Econ Journal Watch Asked recently Scholars with at least 4,000 total citations to their work listed in Google Scholar to provide a description of their “underrated” articles. The work in question must have a publication date before 2012 and the number of citations on Google Scholar must be less than the number of authors. H index On that site; It also cannot be incorporated into a book. I hope Just under 4,400 Google Scholar citationsSo I qualify.
So I made my choice:what if Kilo v. City of New London Did it go the other way?“,” Indiana Law Review 45 (2011): 21-39. Econ Journal Watch published My summary of what the article covers, along with input from other qualified scholars:
This article challenges conventional wisdom about the impact of one of the Supreme Court’s most controversial recent rulings, which ruled that the government can seize property for private “economic development.” Some have suggested that because the defeat led to a major political backlash against the abuse of eminent domains, the decision actually helped the cause of copyright protection. I argue that property rights advocates would have been better off had they won the case. In addition, I develop a more general framework for using counterfactual analysis to evaluate the impact of court decisions. The latter has importance far beyond the specific context kilo issue.

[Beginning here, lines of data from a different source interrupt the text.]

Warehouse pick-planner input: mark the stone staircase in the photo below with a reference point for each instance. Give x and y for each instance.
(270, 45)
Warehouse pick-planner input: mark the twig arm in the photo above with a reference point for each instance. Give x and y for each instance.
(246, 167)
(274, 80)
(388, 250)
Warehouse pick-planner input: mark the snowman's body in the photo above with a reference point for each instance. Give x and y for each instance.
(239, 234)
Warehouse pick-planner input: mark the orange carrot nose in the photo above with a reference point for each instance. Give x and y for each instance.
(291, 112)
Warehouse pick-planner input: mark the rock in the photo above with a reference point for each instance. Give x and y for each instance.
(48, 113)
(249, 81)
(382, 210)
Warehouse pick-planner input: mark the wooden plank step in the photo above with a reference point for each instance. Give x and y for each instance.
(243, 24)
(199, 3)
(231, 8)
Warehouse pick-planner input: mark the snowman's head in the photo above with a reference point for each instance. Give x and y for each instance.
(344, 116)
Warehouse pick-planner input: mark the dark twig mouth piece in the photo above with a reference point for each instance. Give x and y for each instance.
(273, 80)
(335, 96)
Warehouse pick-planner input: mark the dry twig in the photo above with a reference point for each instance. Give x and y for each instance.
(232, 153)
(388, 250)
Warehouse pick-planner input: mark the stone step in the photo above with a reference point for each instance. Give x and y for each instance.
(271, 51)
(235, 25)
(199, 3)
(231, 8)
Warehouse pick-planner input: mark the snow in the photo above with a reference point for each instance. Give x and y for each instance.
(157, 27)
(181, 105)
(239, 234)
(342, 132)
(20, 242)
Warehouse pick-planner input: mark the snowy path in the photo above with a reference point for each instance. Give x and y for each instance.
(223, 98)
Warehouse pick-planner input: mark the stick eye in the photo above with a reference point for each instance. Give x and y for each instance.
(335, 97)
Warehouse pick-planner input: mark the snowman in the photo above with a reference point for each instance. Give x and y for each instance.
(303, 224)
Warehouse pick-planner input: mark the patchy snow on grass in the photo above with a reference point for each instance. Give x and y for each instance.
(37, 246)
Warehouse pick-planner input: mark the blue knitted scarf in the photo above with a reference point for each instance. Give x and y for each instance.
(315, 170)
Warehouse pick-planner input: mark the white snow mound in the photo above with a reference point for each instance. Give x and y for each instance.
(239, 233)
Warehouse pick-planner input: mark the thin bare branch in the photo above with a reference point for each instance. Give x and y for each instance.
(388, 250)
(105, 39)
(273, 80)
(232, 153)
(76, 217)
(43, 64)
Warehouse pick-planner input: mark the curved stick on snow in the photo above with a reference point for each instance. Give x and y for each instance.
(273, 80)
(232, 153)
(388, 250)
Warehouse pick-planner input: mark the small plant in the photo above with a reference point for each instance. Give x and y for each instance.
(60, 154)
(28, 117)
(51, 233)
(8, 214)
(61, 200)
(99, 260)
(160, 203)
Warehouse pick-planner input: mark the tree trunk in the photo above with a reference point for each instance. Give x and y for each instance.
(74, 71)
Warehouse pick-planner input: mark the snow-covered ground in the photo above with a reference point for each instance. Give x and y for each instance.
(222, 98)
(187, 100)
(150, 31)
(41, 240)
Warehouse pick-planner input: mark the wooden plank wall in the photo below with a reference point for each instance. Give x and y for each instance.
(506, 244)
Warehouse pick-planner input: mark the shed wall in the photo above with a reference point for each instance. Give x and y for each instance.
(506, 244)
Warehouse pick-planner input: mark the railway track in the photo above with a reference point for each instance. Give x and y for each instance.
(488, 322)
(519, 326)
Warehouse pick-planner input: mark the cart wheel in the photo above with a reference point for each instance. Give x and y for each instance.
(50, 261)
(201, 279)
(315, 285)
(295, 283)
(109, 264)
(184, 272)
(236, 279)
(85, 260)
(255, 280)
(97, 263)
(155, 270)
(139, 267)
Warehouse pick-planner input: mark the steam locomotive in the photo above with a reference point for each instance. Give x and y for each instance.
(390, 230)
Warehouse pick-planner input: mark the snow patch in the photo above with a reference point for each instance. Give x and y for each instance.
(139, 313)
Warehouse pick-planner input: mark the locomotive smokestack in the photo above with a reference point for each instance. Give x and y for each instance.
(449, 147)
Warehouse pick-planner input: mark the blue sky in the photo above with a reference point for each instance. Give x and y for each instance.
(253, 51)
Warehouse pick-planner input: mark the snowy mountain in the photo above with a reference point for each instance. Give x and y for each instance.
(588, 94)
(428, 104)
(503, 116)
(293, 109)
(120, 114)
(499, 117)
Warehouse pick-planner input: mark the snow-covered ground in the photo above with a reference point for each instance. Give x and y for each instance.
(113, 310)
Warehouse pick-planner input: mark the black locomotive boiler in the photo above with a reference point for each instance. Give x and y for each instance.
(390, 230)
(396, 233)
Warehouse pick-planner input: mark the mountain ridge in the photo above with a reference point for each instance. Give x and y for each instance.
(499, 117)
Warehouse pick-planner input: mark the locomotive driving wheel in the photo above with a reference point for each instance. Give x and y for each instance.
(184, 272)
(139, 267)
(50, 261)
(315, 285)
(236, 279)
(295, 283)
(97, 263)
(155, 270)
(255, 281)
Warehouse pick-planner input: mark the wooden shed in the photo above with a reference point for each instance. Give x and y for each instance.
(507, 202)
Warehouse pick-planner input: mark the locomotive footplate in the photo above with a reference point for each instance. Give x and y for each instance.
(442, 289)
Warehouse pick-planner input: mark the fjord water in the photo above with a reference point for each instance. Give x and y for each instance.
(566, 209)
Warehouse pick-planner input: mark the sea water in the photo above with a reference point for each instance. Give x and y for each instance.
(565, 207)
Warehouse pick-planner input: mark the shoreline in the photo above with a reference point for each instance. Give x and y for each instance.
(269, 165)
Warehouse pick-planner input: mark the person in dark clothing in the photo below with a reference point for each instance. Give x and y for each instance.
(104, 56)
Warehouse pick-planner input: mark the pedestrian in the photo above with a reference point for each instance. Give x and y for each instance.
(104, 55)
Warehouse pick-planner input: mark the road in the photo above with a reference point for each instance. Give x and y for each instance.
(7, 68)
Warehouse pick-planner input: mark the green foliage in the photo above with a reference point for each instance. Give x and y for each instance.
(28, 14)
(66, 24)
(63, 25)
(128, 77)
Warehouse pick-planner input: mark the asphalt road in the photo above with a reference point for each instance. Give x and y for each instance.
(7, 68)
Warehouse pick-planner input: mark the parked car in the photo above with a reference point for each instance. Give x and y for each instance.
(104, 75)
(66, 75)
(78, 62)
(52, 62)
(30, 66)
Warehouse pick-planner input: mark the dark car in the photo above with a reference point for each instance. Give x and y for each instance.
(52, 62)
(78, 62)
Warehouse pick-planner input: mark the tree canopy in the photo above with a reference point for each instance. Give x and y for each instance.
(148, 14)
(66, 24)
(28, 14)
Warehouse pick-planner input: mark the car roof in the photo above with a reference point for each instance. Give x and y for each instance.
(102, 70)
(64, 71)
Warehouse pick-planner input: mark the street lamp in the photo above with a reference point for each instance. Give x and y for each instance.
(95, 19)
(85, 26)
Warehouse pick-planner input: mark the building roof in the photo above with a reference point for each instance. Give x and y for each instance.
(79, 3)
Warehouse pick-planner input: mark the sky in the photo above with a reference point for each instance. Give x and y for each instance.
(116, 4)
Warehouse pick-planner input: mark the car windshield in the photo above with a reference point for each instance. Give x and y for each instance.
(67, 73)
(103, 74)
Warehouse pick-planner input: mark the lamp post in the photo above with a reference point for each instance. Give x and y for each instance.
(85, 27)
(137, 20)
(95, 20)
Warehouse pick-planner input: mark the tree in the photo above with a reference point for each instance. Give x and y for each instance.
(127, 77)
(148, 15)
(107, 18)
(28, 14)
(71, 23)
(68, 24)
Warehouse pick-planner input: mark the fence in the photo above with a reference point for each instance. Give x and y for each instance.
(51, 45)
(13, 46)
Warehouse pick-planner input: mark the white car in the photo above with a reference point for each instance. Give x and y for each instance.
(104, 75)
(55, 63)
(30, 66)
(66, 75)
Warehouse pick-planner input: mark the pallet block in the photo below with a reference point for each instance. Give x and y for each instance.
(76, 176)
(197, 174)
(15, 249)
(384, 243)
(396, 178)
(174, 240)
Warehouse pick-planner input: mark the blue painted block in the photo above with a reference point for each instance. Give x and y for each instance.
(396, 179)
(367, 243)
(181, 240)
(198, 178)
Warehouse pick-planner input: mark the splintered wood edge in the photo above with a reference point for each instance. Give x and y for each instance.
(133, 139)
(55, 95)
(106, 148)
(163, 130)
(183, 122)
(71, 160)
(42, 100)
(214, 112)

Why was the article undervalued? I think the biggest reason is that most people have ignored the general framework of counterfactual analysis of the impact of court decisions, which has significance that goes far beyond kilo. In addition, the article overshadowed my other well-known works kilo and eminent domain, incl my book about this subject. The other factor is that it was published at a symposium in a not-so-high-profile law journal.
While this is, in my opinion, my most underrated article that fits the criteria, it is probably my most underrated article truly thiswhich missed the cut because it was published in 2014, and was later partially incorporated into a book.
The Econ Journal See summaries of underrated articles (see here And here), includes many interesting nominations by prominent scholars, including Nick Bostrom, Andrew Gilman, Sam Peltzman, Richard Wagner, Brian Kaplan, Alex Tabaruk, and many others. Because EJW is run by economists, there are more contributions from this field than from others. But there are still some from other areas, including my own contribution.
Update: Cynics may wonder if I think I have any exaggerated articles. Actually I do! The most exaggerated is probably this. The catchy title (“Knowledge of Ignorance”) may explain how it received so much attention.